The central pacemaker for these numerous vital functions is the reticular formation, whose network-like structure extends throughout the entire brain stem. Particularly prominent here are the raphe nuclei, distributed throughout the reticular system, and projecting the Neurotransmitter Serotonin widely into the brain. Last but not least, the cerebral trunk contains the nuclei of ten of the twelve cranial nerves, which transmit Taste and hearing impressions to the brain, control the Eye and facial muscles, and regulate balance, for example. (See Detail on Demand)

When many functions converge, failure can cause great damage. Limited damage to the brain stem – for example, due to stroke or inflammation – can lead to paralysis or sensory disturbances in certain areas of the body, dizziness, or uncontrolled tremors. It becomes fatal when swelling stops blood flow, which can happen even after a severe concussion. When the brain stem fails, the vital bodily functions it controls also fail, which can lead to cardiac or respiratory arrest. Conversely, parts of the brain stem maintain vital functions in patients in a persistent vegetative state, while the Cerebrum – and with it all consciousness – may be severely damaged.

Brain stem

truncus cerebri

The "trunk" of the brain, to which all other brain structures are "attached," so to speak. From bottom to top, it comprises the medulla oblongata, the pons, and the mesencephalon. It transitions into the spinal cord below.
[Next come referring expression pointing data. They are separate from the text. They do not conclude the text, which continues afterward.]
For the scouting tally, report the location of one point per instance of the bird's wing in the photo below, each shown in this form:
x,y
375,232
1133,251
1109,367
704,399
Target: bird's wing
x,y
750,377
It is a center for vital functions such as breathing and heartbeat and contains ascending and descending pathways between the cerebrum, cerebellum, and spinal cord.

Neurotransmitter

A neurotransmitter is a chemical messenger, an intermediary substance. It is released by the sender neuron at the sites of cell-cell communication and has an excitatory or inhibitory effect on the receiver neuron.

Serotonin

A neurotransmitter that acts as a messenger in the transmission of information between neurons at their synapses. It is primarily produced in the raphe nuclei of the brain stem and plays a key role in sleep and alertness, as well as emotional well-being.

cranial

A positional term – cranial means "towards the head." In relation to the nervous system, it refers to a direction along the neural axis, i.e., forward.
In animals (without upright gait), the designation is simpler, as it always means forward. Due to the upright gait of humans, the brain bends in relation to the spinal cord, where cranial also means "upward."

Taste

The sensory impression we refer to as "taste" results from the interaction between our senses of smell and taste. In terms of sensory physiology, however, "taste" is limited to the impression conveyed to us by the taste receptors on the tongue and in the surrounding mucous membranes. It is currently assumed that there are five different types of taste receptors that specialize in the taste qualities sweet, sour, salty, bitter, and umami. In 2005, scientists also identified possible taste receptors for fat, whose role as a distinct taste quality is still being investigated.

Eye

bulbus oculi

The eye is the sensory organ responsible for perceiving light stimuli – electromagnetic radiation within a specific frequency range. The light visible to humans lies in the range between 380 and 780 nanometers.

stroke

Cerebral apoplexy

In a stroke, the brain or parts of it are no longer supplied with sufficient blood, which impairs the supply of oxygen and glucose. The most common cause is a blockage in an artery (ischemic stroke), less commonly a hemorrhage (hemorrhagic stroke). Typical symptoms include sudden visual disturbances, dizziness, paralysis, speech or sensory disturbances. Long-term consequences can include various sensory, motor, and cognitive impairments.

Cerebrum

telencephalon

The cerebrum comprises the cerebral cortex (gray matter), the nerve fibers (white matter), and the basal ganglia. It is the largest part of the brain. The cortex can be divided into four cortical areas: the temporal lobe, frontal lobe, occipital lobe, and parietal lobe.
Its functions include the coordination of perception, motivation, learning, and thinking.